US 11,966,766 B2
Reduction server for fast distributed training
Chang Lan, Kirkland, WA (US); and Soroush Radpour, Vancouver (CA)
Assigned to Google LLC, Mountain View, CA (US)
Filed by Google LLC, Mountain View, CA (US)
Filed on Oct. 21, 2020, as Appl. No. 17/076,393.
Prior Publication US 2022/0121465 A1, Apr. 21, 2022
Int. Cl. G06F 9/455 (2018.01); G06N 3/08 (2023.01); G06N 3/084 (2023.01); G06N 3/098 (2023.01)

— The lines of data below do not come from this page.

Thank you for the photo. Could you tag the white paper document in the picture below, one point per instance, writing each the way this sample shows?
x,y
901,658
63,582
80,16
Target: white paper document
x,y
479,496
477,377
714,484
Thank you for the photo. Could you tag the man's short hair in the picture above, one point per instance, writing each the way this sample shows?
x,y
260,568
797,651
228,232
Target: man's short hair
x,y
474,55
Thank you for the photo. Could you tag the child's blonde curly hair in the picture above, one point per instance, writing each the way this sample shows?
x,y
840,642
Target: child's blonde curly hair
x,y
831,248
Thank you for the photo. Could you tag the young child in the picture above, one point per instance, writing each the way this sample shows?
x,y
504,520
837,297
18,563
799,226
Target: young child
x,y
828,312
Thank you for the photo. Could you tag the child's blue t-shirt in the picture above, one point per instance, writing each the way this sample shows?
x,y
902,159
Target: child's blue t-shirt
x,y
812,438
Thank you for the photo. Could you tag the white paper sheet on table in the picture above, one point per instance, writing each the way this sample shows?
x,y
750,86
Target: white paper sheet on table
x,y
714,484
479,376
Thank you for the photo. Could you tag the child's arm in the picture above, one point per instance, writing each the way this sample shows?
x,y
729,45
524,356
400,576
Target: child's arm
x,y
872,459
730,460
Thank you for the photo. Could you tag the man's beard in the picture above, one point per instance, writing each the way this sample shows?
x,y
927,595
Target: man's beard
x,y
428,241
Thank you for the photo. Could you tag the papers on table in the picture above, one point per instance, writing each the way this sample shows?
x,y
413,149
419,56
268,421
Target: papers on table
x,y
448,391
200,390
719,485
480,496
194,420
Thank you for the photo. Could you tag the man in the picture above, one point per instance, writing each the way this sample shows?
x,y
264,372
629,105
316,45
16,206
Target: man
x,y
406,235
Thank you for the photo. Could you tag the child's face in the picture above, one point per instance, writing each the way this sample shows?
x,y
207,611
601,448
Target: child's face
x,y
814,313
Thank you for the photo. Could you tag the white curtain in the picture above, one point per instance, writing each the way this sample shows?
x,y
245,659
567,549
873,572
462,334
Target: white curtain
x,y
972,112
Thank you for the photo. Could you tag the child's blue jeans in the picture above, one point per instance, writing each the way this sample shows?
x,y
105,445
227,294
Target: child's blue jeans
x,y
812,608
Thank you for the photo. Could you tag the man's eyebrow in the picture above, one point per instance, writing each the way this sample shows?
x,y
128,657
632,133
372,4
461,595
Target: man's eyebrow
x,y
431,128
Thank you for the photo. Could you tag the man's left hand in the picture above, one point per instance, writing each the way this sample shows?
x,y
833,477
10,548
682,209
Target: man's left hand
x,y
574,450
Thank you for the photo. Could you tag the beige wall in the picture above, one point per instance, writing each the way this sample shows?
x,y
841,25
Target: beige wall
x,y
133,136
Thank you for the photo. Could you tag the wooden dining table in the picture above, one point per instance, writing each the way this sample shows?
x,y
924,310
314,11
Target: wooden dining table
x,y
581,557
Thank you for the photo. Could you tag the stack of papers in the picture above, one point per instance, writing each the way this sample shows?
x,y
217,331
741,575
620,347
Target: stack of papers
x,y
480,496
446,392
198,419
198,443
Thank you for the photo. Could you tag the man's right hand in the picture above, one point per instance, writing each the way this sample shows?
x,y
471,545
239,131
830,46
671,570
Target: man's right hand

CPC G06F 9/45558 (2013.01) [G06N 3/08 (2013.01); G06N 3/084 (2013.01); G06F 2009/45562 (2013.01); G06F 2009/4557 (2013.01); G06N 3/098 (2023.01)] 19 Claims
OG exemplary drawing
 
15. A data processing method for synchronous distributed training, comprising:
instantiating a first set of virtual machines running one or more worker processes, each worker process operating on a respective data block to each produce a respective gradient;
instantiating a second set of virtual machines that comprise a reduction server, the second set of virtual machines being stateless and running one or more reducer processes that operates on at least a portion of each respective gradient to generate an aggregated gradient;
configuring the second set of virtual machines such that computations or communications are balanced across the one or more reducer processes; and
broadcasting, by the reduction server, the aggregated gradient to the first set of virtual machines, and
wherein a first total bandwidth associated with use of the first set of virtual machines is equal to a second total bandwidth associated with use of the reduction server.